The English soccer team were playing on the night before the rugby match. There was a gang of us in the Tube, all dressed up in the red of Munster.
Down the escalator came a platoon of England soccer hooligans. They were well-dressed hooligans. Every man of them wore a good suit. The hooligans marched two by two in a military fashion like the Black and Tans they were.
One of them spat at my friend. It gave us all we could do to stop him from crossing over to the spitter's side of the moving stairs. We would have been wiped out.
The next day, Munster lost to Northampton in Twickenham. Both sets of supporters got on famously. Drinks were sent over and the sing-songs were communal. Munster took their beating and Northampton were the most gracious of winners. Lasting friendship were made on that day.
My dad lived in Northampton for three years, back in the early 1950s. He worked for British Steel, in the foundry. The work was tough and dangerous but the pay was good. The signs outside the boarding houses read "No Irish. No dogs." In some of the lodging houses dogs were allowed but not the Irish.
Dad found a second home for four years with two lovely English people. Henry and Beryl were like a mother and father to the lonely Irish youngster and his cousin Denis Murphy.
Dad and Denis had to pretend to be Welsh but got found out when Henry followed them to Mass on a Sunday morning. They were given the road. Dad and Denis were half-way down the street with bag in hand. They had no place to stay.

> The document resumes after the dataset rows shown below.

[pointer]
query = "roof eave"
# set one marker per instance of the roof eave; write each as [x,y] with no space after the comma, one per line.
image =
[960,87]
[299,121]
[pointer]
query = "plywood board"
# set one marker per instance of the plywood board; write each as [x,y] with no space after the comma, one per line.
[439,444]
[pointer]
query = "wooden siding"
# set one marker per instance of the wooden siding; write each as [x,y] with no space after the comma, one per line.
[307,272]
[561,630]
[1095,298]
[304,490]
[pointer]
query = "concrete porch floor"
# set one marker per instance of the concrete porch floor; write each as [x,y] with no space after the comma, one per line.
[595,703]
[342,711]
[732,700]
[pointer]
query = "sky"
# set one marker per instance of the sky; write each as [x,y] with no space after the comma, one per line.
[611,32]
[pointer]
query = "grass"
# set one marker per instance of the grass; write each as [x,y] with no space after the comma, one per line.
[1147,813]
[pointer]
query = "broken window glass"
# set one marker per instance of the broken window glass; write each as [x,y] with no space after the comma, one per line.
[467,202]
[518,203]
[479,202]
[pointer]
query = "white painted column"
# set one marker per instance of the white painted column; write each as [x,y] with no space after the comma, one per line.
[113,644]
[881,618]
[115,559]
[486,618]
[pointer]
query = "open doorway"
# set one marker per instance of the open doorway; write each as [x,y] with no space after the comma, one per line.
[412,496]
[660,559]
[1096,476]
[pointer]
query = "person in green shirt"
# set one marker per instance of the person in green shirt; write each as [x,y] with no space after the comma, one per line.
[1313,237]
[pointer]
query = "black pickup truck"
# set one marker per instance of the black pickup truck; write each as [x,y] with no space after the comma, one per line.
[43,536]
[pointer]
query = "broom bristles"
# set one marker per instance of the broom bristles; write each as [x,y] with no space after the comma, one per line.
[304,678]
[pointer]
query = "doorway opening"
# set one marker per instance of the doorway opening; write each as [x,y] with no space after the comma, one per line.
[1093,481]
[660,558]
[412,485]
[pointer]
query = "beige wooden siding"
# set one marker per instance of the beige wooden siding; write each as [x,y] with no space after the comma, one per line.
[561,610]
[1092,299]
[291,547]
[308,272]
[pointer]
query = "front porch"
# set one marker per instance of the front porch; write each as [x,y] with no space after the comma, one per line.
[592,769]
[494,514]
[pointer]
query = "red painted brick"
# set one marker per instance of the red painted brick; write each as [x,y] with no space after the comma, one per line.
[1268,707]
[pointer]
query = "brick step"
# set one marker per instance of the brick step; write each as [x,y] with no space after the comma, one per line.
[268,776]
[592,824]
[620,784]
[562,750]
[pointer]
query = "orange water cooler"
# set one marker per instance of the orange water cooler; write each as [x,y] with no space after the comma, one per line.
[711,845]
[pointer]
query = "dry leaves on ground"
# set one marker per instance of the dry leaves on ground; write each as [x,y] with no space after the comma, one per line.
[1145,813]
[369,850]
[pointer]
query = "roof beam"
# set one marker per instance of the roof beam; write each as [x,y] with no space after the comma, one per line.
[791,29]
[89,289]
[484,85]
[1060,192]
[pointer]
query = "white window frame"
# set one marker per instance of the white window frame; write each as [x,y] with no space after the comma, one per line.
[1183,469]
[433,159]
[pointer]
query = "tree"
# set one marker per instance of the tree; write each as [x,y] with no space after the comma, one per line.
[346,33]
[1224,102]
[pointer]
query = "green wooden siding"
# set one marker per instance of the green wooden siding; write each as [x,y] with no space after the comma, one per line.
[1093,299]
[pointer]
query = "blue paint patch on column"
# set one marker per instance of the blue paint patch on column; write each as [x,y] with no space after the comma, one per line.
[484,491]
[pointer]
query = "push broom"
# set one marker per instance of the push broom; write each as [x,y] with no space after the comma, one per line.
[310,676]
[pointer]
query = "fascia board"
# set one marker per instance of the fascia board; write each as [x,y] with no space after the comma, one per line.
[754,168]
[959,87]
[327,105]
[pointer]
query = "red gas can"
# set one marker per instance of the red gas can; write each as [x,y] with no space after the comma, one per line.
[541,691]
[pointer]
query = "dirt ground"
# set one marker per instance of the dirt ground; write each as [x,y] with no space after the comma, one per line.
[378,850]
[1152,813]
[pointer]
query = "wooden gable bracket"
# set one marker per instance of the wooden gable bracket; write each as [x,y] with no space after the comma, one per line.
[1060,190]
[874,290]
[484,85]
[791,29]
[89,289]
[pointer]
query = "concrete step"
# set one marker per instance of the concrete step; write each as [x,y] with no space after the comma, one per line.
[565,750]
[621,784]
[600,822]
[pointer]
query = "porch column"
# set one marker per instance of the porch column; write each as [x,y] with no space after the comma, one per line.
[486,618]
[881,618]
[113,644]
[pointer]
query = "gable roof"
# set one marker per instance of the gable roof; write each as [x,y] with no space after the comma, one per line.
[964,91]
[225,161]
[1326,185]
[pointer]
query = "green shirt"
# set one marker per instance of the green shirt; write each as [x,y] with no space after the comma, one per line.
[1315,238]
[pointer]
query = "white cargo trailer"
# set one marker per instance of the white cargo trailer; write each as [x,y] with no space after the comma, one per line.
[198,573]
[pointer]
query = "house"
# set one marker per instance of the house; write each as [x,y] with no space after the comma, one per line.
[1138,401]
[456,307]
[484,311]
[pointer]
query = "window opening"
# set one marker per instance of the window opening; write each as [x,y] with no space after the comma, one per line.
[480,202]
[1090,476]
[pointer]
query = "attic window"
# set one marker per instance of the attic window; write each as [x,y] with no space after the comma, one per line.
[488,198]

Beryl broke down and brought the two youngsters back.
Dad and Denis returned home with a stake. And that's why I am where I am today, in our family pub.
Times have changed but how will Brexit impact on what was unfettered freedom of travel and the rights of residency for the Irish in Britain?
The Brexit issue doesn't necessarily mean England wants to be rid of us. The Irish worked hard and, while many fell through the cracks, so many contributed so much to the building of Britain. Their children and grandchildren have prospered.
There is little doubt but that without the safety value of jobs across the water, we would have a social disaster here.
Beryl and Henry explained they just didn't know the Irish well enough. I'm afraid there are still a good many in the Houses of Parliament who haven't a clue about the centuries of conflict and the surviving resolution of the Good Friday Agreement.
There is a real danger of the conflict spilling over into outright violence in the North. The solution may not be that difficult to find. The problem can be solved by fixing the key areas now.
A hard Border will suit the hard men and the hard women on both sides.
But the rugby people have stayed friends, no matter what.
The English rugby union voted for Ireland's bid to host the 2023 Rugby World Cup, when Scotland and Wales voted against us.
We can go back further to 1973 when England travelled to Dublin to play us at the height of the Troubles in the North. Seven people were killed in Northern Ireland in the two weeks before the game. A year earlier, the paras murdered 14 civilians who were protesting peacefully in Derry on Bloody Sunday.
Scotland and Wales refused to fulfil the Dublin fixtures in '72. When the English came a year later they were well beaten.
Their captain John Pullen famously said: "We may not be the best team in the world, but at least we turn up."
Like so many, I am the descendant of IRA and Cumann na mBan soldiers.
They fought for our freedom. Every time I hear 'God Save the Queen', part of me boils up inside.
But then the game gets going and the anger subsides into a passion play for the greater glory of an all-Ireland team.
The strange thing about Brexit is our two countries had never been closer. The late Moss Keane said: "There are no borders in an Irish dressing room."
The Brexit debate has been fixed on what separates us. We must strive to find common cause and take leadership from the sporting friendships formed over many years, on and off the field of play.
The ties that bind will never be unfettered. For every drop of blood that has been spilled in the centuries of conflict, there are as many blood brothers and sisters on both islands sharing a common ancestry and a filial fealty to what is right between us.